Wednesday, May 06, 2015 4:32 PM
Good work, I guess. I too was hoping for impressions. Looking to do a similar sleeper suspension build on my 8th gen SOHC Civic. Shame they don't let you go bigger on wheels. 225/45R17 is about perfect for cars of this weight and horsepower.
Per Schroeder
Per Schroederlink
Thursday, May 07, 2015 6:07 AM
I've added some impressions to the seventh page of the article--but am reserving final thought until I've done more than a few spins around a Piggly Wiggly parking lot--I'm waiting for autocross impressions as just casual corners here and there aren't telling me much.

I can certainly use a 225/45R17--but I'm interested in lowering the top speed of second gear from 65mph to just under 60mph, and the shorter 225/45R16 will do just that, as well as lowering the car.
Tuesday, June 09, 2015 11:34 AM
Doing a very similar build on my 12 Focus NA for STF. Curious to see what you do for coilovers when the time comes. I'm not sure if I want to go with something decent and cheap like K Sport or BC, or shell out the big bucks for the KWs... Any thoughts? I do use mine as DD as well.

I actually saw your car this sunday in toledo. You beat me by 3 1/2 seconds or something...ha

Additionally, I am a novice so I'm not too concerned with times quite yet since you obviously know what you're doing lol. Idk how much you like to give away your secrets, but I was wondering if I could get some advice for where to go with my build. Trust me, I know I need to become a better driver first, but I am always upgrading my car because it's what I love to do. I just wanna make sure I'm headed in the right direction at least.
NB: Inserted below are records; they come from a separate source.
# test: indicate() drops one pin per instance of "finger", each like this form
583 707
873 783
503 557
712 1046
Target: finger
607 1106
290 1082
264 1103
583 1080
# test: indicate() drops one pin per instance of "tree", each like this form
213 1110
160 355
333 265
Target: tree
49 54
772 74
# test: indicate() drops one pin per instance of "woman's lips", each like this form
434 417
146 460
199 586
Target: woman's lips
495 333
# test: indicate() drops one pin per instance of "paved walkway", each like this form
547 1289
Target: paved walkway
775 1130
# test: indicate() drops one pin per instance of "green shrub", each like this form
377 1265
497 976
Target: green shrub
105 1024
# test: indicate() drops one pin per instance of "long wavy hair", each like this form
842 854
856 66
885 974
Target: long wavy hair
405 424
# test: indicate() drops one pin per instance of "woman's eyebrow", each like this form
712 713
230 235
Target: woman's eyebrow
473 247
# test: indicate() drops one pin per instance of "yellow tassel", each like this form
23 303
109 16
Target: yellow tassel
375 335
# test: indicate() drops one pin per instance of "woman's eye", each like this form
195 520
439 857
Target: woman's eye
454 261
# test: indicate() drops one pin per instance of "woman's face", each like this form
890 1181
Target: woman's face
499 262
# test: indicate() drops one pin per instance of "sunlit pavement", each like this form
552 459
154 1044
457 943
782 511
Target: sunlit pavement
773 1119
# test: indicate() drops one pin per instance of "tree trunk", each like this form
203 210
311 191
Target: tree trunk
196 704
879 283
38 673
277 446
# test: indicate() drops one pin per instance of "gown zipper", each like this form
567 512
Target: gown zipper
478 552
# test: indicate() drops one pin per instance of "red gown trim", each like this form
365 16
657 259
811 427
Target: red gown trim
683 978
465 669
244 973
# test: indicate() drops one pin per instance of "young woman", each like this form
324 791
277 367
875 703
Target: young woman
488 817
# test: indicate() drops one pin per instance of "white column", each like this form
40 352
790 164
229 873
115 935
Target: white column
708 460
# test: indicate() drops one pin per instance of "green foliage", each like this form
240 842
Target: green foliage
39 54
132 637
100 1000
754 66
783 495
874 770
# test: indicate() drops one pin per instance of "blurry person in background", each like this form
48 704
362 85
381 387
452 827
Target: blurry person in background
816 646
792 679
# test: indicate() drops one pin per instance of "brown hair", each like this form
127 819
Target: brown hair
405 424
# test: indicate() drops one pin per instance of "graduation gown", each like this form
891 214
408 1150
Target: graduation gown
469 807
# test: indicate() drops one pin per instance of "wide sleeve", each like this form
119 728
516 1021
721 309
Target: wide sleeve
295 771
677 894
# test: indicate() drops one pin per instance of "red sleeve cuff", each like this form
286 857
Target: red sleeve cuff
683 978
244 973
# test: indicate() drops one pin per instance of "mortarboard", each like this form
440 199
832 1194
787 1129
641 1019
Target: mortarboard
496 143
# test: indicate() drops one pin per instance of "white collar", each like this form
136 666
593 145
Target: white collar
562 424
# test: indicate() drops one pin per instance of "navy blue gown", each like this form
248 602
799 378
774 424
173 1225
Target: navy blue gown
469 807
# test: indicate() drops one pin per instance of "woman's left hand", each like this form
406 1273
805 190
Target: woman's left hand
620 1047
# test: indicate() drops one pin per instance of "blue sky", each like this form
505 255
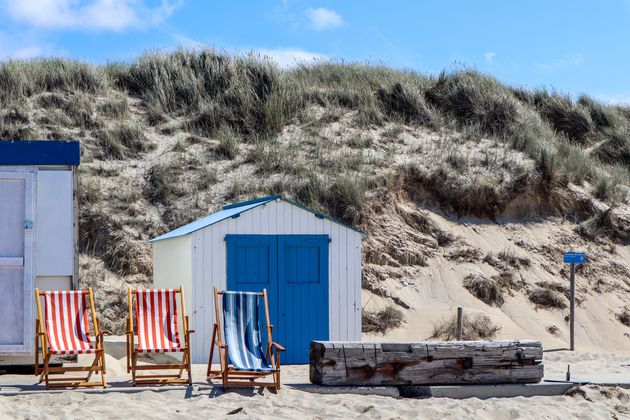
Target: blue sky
572 46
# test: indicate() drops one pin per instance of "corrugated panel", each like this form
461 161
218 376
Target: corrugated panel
207 221
299 222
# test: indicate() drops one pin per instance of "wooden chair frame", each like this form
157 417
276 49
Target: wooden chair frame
132 353
41 345
229 375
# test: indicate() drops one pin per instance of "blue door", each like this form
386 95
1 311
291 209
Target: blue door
294 270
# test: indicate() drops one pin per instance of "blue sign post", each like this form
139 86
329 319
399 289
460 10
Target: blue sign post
573 258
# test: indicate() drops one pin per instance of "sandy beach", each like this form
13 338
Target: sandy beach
203 401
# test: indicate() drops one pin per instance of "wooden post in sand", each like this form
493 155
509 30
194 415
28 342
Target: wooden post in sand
460 316
572 308
573 258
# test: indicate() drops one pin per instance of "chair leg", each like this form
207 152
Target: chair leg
212 343
189 361
103 369
134 356
36 348
224 369
45 372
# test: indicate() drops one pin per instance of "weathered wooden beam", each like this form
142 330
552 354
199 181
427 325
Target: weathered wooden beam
425 363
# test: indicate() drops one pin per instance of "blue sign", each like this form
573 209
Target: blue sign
574 257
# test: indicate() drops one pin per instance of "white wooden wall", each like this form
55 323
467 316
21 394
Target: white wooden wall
54 233
50 256
275 218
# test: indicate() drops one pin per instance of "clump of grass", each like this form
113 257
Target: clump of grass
121 141
547 299
245 92
599 225
473 98
568 119
228 143
207 177
382 321
400 102
557 287
346 198
553 330
52 100
79 108
615 149
603 116
476 327
162 185
267 156
484 289
23 78
116 108
624 317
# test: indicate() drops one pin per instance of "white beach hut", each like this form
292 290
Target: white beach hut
38 235
309 263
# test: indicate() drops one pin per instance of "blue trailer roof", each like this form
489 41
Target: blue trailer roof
40 152
234 210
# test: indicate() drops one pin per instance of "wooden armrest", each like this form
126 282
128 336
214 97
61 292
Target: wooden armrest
278 346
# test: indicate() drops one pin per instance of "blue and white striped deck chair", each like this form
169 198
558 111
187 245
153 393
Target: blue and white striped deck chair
237 333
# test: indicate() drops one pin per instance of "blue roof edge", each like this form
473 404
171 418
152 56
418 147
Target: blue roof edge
323 216
254 201
40 152
250 204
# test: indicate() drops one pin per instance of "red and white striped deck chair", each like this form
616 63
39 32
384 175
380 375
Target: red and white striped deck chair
156 314
64 329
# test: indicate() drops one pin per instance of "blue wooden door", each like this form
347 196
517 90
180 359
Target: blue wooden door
294 270
252 267
303 274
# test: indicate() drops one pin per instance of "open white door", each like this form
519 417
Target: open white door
16 261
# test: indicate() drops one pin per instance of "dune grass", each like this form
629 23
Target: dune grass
239 100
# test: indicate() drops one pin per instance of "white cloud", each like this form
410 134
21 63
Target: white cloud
114 15
290 56
322 18
564 62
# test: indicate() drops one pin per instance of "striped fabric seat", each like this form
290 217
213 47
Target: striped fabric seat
242 331
156 316
67 328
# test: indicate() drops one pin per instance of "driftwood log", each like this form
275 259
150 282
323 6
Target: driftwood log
425 363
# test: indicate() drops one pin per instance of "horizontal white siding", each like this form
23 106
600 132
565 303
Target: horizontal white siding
209 267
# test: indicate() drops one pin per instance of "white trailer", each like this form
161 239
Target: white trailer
38 235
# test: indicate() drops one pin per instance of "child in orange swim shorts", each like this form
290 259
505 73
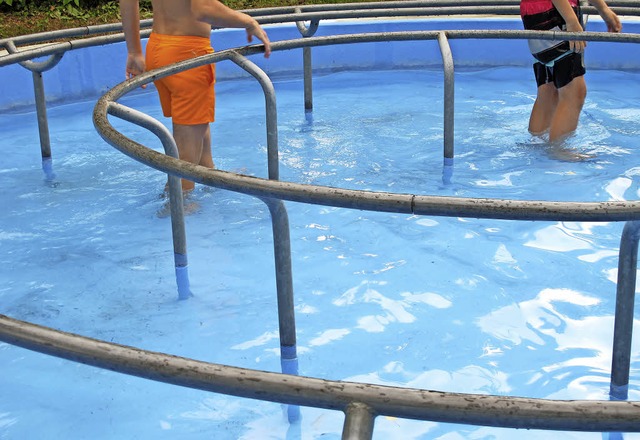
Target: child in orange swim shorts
187 97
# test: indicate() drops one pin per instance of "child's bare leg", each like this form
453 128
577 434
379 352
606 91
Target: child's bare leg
206 159
543 109
190 141
570 101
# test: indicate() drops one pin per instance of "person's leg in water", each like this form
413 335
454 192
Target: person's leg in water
567 113
194 146
543 109
557 111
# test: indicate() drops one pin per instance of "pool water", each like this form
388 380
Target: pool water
449 304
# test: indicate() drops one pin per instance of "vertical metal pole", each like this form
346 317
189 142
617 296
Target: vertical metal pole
37 68
306 60
43 125
308 79
281 237
178 228
625 301
449 106
358 422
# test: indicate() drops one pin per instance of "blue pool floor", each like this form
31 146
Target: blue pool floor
450 304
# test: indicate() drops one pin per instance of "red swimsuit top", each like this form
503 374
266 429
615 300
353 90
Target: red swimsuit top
530 7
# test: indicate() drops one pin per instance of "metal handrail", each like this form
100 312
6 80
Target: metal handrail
361 412
360 402
411 403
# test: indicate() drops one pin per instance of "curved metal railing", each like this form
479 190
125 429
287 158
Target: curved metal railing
360 402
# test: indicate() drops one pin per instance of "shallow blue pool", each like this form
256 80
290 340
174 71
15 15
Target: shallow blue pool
450 304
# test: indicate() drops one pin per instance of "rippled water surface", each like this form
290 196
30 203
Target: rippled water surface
450 304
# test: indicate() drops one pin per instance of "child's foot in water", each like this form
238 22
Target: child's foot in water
189 206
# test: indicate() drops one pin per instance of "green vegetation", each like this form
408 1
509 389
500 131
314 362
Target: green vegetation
22 17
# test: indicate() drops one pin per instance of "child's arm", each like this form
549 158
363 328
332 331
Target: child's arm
129 10
609 17
572 21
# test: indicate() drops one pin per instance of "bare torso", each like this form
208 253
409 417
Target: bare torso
174 17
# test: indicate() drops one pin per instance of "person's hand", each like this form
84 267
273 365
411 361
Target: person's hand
135 66
612 20
255 30
576 45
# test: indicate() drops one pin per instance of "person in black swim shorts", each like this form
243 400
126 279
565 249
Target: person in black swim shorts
559 67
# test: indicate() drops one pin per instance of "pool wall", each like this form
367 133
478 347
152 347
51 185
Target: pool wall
97 69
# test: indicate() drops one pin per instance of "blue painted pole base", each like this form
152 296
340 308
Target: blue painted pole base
447 170
289 364
47 167
619 392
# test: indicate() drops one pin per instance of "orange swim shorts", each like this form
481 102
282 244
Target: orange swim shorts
188 97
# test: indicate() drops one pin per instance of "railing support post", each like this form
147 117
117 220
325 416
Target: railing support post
281 237
306 60
37 68
358 422
43 125
625 301
449 106
178 228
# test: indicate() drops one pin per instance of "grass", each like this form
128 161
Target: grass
43 17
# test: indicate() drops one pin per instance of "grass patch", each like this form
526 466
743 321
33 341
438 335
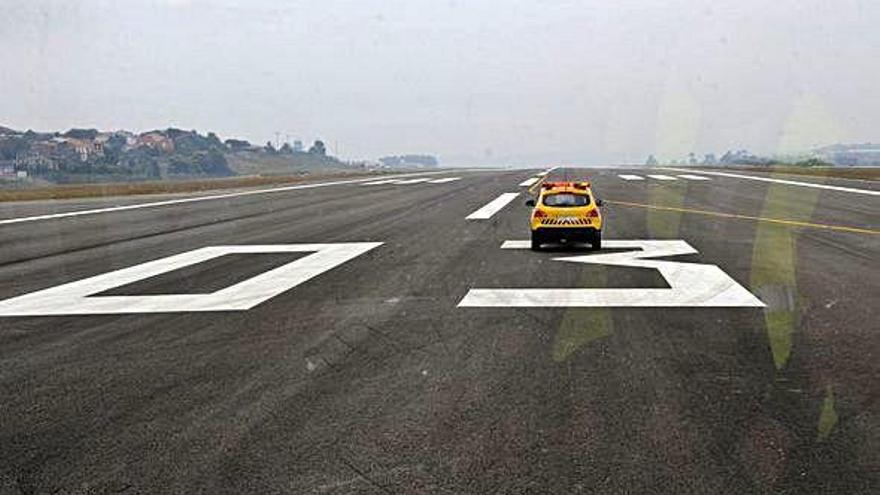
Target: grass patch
862 173
72 191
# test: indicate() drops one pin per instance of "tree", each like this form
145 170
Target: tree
318 148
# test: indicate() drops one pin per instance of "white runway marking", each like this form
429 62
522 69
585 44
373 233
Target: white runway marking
690 284
378 182
784 181
77 298
195 199
492 207
410 181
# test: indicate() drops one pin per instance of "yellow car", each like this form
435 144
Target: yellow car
566 211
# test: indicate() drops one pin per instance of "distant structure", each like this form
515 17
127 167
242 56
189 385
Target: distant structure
850 155
409 161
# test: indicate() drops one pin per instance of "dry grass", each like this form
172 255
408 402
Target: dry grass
862 173
158 187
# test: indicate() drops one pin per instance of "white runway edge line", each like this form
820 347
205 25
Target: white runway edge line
409 181
784 181
492 207
195 199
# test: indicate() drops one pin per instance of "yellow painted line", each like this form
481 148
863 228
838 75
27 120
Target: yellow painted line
793 223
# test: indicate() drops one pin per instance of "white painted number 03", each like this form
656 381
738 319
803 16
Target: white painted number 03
690 284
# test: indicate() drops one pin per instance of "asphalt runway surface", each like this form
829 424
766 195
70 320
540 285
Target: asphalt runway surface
349 366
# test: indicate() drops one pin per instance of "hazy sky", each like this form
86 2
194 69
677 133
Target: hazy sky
473 81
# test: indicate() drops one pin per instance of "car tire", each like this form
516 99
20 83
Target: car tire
536 241
596 242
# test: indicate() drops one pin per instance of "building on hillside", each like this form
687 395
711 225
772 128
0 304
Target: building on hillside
156 141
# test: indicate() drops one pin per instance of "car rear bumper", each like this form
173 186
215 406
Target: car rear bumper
568 233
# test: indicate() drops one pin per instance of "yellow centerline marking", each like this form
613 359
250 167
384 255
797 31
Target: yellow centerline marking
794 223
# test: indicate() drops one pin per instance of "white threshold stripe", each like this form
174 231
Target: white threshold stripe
378 182
410 181
784 181
156 204
492 207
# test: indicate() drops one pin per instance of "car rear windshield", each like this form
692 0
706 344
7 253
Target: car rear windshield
566 200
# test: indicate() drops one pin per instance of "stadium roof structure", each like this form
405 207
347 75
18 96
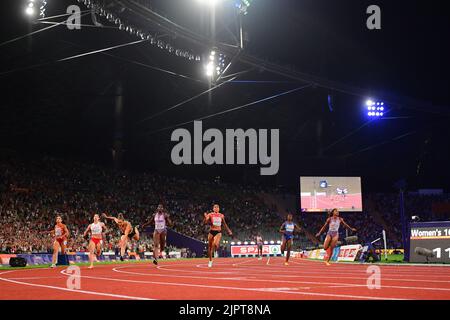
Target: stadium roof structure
306 67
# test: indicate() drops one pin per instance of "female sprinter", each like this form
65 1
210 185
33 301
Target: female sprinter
95 244
287 229
333 222
59 234
259 243
215 219
159 219
128 232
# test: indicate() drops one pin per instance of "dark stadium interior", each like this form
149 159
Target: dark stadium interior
59 123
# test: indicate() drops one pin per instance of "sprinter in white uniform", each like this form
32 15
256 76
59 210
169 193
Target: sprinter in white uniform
160 220
96 230
334 222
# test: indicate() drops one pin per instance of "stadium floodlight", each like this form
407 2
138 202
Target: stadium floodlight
30 8
211 3
375 108
215 65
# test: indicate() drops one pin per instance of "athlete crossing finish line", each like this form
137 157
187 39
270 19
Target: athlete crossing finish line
97 230
60 234
128 232
333 222
160 234
215 219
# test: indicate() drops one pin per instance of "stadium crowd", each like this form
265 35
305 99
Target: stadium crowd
33 192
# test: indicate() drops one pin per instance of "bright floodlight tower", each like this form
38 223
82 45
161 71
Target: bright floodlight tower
375 109
35 8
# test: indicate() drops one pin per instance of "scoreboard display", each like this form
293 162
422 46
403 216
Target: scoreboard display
433 236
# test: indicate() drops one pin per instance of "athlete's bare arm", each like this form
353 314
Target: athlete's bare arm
66 232
226 227
323 228
150 221
127 229
88 229
206 218
169 221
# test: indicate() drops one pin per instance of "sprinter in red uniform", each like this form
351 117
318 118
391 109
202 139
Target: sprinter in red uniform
128 232
59 234
96 230
215 220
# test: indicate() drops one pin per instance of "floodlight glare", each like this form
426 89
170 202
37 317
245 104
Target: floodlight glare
29 11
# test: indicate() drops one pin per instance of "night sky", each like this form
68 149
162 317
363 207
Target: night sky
67 108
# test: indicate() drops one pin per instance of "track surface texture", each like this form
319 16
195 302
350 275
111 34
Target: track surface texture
229 279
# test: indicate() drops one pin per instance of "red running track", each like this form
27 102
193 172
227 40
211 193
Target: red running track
335 201
229 279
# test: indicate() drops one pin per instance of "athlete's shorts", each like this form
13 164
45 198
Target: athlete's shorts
131 234
61 241
214 232
332 233
159 231
96 241
288 236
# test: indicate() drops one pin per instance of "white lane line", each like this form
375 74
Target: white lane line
247 279
305 274
73 291
165 283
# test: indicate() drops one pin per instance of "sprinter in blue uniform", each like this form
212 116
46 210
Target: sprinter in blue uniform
287 229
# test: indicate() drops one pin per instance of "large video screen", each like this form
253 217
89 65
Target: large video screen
319 194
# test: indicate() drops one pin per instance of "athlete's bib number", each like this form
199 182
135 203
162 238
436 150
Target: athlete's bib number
160 225
217 221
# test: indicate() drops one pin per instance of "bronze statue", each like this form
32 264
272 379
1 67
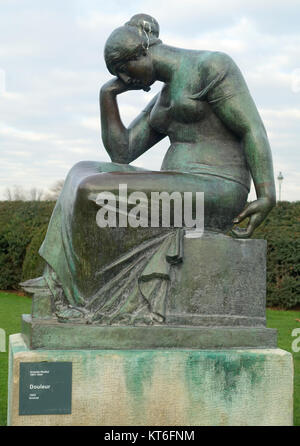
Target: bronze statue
217 144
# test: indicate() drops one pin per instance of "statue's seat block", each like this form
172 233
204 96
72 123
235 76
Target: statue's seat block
221 282
216 299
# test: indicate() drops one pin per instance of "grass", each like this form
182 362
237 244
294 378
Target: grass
286 322
12 306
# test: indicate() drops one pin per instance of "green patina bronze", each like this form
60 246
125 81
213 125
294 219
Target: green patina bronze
122 276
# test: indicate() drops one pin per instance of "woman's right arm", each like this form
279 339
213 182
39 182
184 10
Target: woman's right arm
124 145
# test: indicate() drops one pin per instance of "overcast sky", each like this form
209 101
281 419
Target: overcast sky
52 67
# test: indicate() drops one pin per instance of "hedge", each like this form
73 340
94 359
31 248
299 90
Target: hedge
20 221
23 226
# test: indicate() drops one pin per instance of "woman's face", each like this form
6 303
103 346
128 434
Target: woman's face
137 72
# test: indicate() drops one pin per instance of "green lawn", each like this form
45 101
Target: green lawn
12 306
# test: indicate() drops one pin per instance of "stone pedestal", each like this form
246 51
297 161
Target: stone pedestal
178 387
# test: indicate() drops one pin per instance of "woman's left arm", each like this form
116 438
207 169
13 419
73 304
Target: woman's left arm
233 104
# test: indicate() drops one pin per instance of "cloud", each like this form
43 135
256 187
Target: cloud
52 56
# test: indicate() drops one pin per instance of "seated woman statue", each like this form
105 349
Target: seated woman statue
120 275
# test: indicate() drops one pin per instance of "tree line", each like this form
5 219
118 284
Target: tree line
23 225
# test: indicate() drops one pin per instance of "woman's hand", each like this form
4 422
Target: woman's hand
116 86
257 211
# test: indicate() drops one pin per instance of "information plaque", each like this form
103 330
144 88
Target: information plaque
45 388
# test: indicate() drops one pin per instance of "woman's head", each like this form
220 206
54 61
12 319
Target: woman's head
129 43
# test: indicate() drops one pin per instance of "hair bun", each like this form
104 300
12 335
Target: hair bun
145 23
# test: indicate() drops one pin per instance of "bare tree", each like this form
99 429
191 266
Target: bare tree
16 193
35 194
55 190
8 194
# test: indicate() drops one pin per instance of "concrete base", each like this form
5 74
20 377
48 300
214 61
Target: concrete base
165 387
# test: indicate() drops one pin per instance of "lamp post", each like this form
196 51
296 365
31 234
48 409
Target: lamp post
280 179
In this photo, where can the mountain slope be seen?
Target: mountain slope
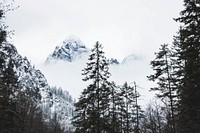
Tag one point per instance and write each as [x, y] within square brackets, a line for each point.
[34, 82]
[70, 50]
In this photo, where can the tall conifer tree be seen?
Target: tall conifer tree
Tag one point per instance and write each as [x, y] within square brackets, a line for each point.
[93, 105]
[187, 45]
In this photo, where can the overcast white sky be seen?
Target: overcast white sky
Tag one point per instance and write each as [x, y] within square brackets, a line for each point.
[122, 26]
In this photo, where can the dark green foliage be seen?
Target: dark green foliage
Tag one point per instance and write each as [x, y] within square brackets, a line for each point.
[163, 67]
[187, 46]
[8, 87]
[93, 105]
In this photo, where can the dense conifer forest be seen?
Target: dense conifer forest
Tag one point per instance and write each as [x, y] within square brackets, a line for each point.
[29, 105]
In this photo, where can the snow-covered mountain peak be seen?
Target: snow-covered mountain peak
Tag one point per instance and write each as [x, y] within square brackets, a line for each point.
[71, 49]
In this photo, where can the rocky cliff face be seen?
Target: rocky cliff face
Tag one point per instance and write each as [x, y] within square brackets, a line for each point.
[50, 99]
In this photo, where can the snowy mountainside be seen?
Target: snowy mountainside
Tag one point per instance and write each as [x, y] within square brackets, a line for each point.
[33, 81]
[70, 50]
[67, 74]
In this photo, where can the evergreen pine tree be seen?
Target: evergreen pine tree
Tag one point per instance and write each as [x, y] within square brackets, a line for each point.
[93, 108]
[162, 65]
[187, 46]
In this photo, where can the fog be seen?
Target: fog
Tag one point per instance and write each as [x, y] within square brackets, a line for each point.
[67, 75]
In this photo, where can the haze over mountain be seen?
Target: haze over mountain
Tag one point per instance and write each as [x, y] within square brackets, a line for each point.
[63, 67]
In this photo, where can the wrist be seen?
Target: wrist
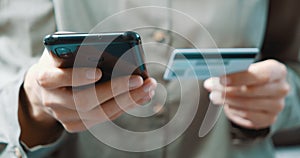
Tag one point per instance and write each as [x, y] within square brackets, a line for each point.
[37, 127]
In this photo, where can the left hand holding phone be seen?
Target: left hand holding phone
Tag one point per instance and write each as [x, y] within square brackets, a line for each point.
[50, 99]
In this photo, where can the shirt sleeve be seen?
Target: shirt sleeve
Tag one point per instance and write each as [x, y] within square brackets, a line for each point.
[290, 116]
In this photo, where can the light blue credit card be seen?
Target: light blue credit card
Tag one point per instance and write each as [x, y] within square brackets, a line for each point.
[205, 63]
Great series though. Definitely following.
Monday, July 06, 2015 6:07 PM
Mr Shroeder, when you estimated the rear sway bar rate at the wheel as being 50% of your calculated rate, this was based on the link being attached half way out on the control arm (lever arm). Consider the bar bolted down with the bushing/brackets on a test bench, pinned at one end and loaded at the opposite end. This is the confiuration of your calculated "bench rate". Say it tested at 400 lb/in. Now mount the actual lower control arm at the load end, with the endlink attached half way out. It only takes 1/2 the force at the ball joint to load the bar end at 400 lbs, with 1 " deflection there. But the ball joint has moved up 2", so the rate at the wheel is 200 lbs / 2" = 100 lb/in. This is the Motion Ratio (MR) effect. The rate at the wheel is the bar end rate x MR^2 .

But this calculated bar rate assumes a bench test condition (Fred Puhn developed that formula), which reflects just one wheel rising up alone, as if that wheel ran over a brick. When you talk about a steady cornering condition, the bar bench rate must be doubled. If it just took 400 lbs to raise one end 1", it would take an additional 400 lbs to push the other "pinned" end down 1", so you get 800 lb/in in roll for the bar rate.

Then reality steps in. The bench formula assumes no deflection at the two support bushings. I was recently involved in a bench test of an oem front bar. Our measured rates were about 50% of the calculated rate. The error was due to flex in the poly bushings. When the span between the holes for the endlinks approaches twice the span between the mounted bushing centers, the bench rate will drop about 50%. I encourage you to do similar testing.

Thursday, July 16, 2015 12:04 PM
Apparently too wordy, so:
Well presented article, with some good tips, But ...

1) You were WRONG on page 5 when you stated this, regarding your calculated rear sway bar rate:
"Note: the effect at the wheels is much less than this, as the bar attaches to the suspension arms about mid way down their length, making the wheel rate approximately half that amount."
Ask Mike Kojima, the rate at the wheel = bar rate x MR ^2, so it's not "half", but a quarter od the bar rate in this case.

2) The bar rate you calculated was most likely based on some form of the equation by Fred Puhn, which is really assumes a bench test, with only one end moving up and down, like reacting to a brick in the road. For the cornering mode, this rate MUST be doubled. Check CircleTrack articles. Not sure if you did this.

3) If you really want to know the wheel rate for the bar, to be used with the spring rate at the wheel, you MUST consider the bar to frame bushing material, and the span between bushings, vs the distance between the two endlink holes used. The ratio of (bushing span)/(hole span) determines how much the poly bushings will soften the rate. For this rear bar, the ratio is ~close to one, so it's about a 10% decrease. If the ratio is around 50%, like up front, the rate for endlink loads up to 300 lbs is reduced by 50%. You will not find this in a text book, It is based on physical testing.

Per Schroeder
Per Schroederlink
Thursday, July 16, 2015 12:26 PM
Gotcha. Thanks for your feedback.
Sunday, August 28, 2016 11:36 AM
I enjoyed this piece and found it useful. As I've begun to consider building a 2015 Mazda 3 s Touring street/track toy, I'm wondering if you have any updates to report?
Friday, March 02, 2018 12:17 PM
I too am curious how the car is faring. I have just purchased a 2018 model and was eyeballing the suspension combo you specced out. I’d be very interested to hear how the shocks have held up to the increased spring rate....and any further insights for that matter.